What? [1] [Python crawler]

A few days ago a friend wants to climb Wangjing near freely rent the price, encounter a point of problem, want to let me help analysis.

1 analysis

I thought, this thing I have done before, but also what difficulty is not. So open a random rental page.

The forehead (even though it’s o… Instead of a picture. There should have been a separate Ajax request to get the price information.

① Although the price is composed of four < I > tags, the background image is the same. Width: 20px; width: 20px; height: 30px; Is fixed and only sets the offset of the image.

But that doesn’t bother me. Let’s get this straight:

Request a web page
Get the picture information, get the price offset information
Cut the image for identification
Get the price data

Just recently in the study of CNN image recognition related, such a regular number, with a little training recognition rate can certainly reach 100%.

2 of actual combat

Say to do it, first find an entry, and then get a wave of web pages again.

2.1 Get the original page

Press the subway directly, find line 15 Wangjing East, and then get the room list, and then deal with the next pagination.

Sample code:

# -*- coding: UTF-8 -*- import os import time import random import requests from lxml.etree import HTML __author__ = 'lpe234' index_url = 'https://www.ziroom.com/z/s100006-t201081/?isOpen=0' visited_index_urls = set() def get_pages(start_url: Param start_url :return: """ "# to reset if start_url in visited_index_urls: Return visited_index_urls.add(start_url) headers = {' user-agent ': 'Mozilla/5.0 (Windows NT 10.0; WOW64) AppleWebKit/537.36 (KHTML, like Gecko) Chrome/90.0.4430.212 Safari/537.36'} resp = point. get(start_url, requests) Headers =headers) Resp.Content.Decode (' UTF-8 ') root = HTML(Resp.Content.Decode (' UTF-8 ' root.xpath('//div[@class="Z_list-box"]/div/div[@class="pic-box"]/a/@href') for href in hrefs: if not href.startswith('http'): Href = 'href :' + href. Strip () print(href) parse_detail(href root.xpath('//div[@class="Z_pages"]/a/@href') for page in pages: if not page.startswith('http'): + page get_pages(page) def parse_detail(detail_url: STR): "" "" headers = {'User-Agent': 'Mozilla/5.0 (Windows NT 10.0; WOW64) AppleWebKit / 537.36 (KHTML, Filename = 'pages/' + detail_url.split('/')[-1] if (like Gecko) Chrome/90.0.4430.212 Safari/537.36'} filename = 'pages/' + detail_url.split('/')[-1] if (like Gecko) Chrome/90.0.4430.212 Safari/537.36' os.path.exists(filename): Return time.sleep(random. RandInt (1, 5)) resp = point.get (detail_url, request) headers=headers) resp_content = resp.content.decode('utf-8') with open(filename, 'wb+') as page: page.write(resp_content.encode()) if __name__ == '__main__': get_pages(start_url=index_url)

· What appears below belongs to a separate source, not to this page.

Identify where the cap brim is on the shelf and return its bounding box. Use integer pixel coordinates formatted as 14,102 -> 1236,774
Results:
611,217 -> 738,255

A simple access to nearby housing sources, a total of about 600.

2.2 Analyze web pages to get pictures

The logic is simple. Go through all the previous pages, parse the price picture and save it.

Sample code:

# -*- coding: UTF-8 -*- import os import re from urllib.request import urlretrieve from lxml.etree import HTML __author__ = 'lpe234' Poss = list() def walk_pages(): "" return: "" for dirpath, dirnames, filenames in os.walk('pages'):" for page in filenames: page = os.path.join('pages', page) print(page) parse_page(page) def parse_page(page_path: str): "" with open(page_path, 'rb') as page: "" page_content = ''.join([_.decode('utf-8') for _ in page.readlines()]) root = HTML(page_content) styles = root.xpath('//div[@class="Z_price"]/i/@style') pos_re = re.compile(r'background-position:(.*?)px; ') img_re = re.compile(r'url\((.*?)\); ') for style in styles: style = style.strip() print(style) pos = pos_re.findall(style)[0] img = img_re.findall(style)[0] if img.endswith('red.png'): continue if not img.startswith('http'): img = 'http:' + img print(f'pos: {pos}, img: {img}') save_img(img) poss.append(pos) def save_img(img_url: str): img_name = img_url.split('/')[-1] img_path = os.path.join('imgs', img_name) if os.path.exists(img_path): return urlretrieve(img_url, img_path) if __name__ == '__main__': walk_pages() print(sorted([float(_) for _ in poss])) print(sorted(set([float(_) for _ in poss])))

Finally get the price related picture data.

There are 21 pictures in total, among which 20 orange pictures are for ordinary prices and 1 red picture is for special prices.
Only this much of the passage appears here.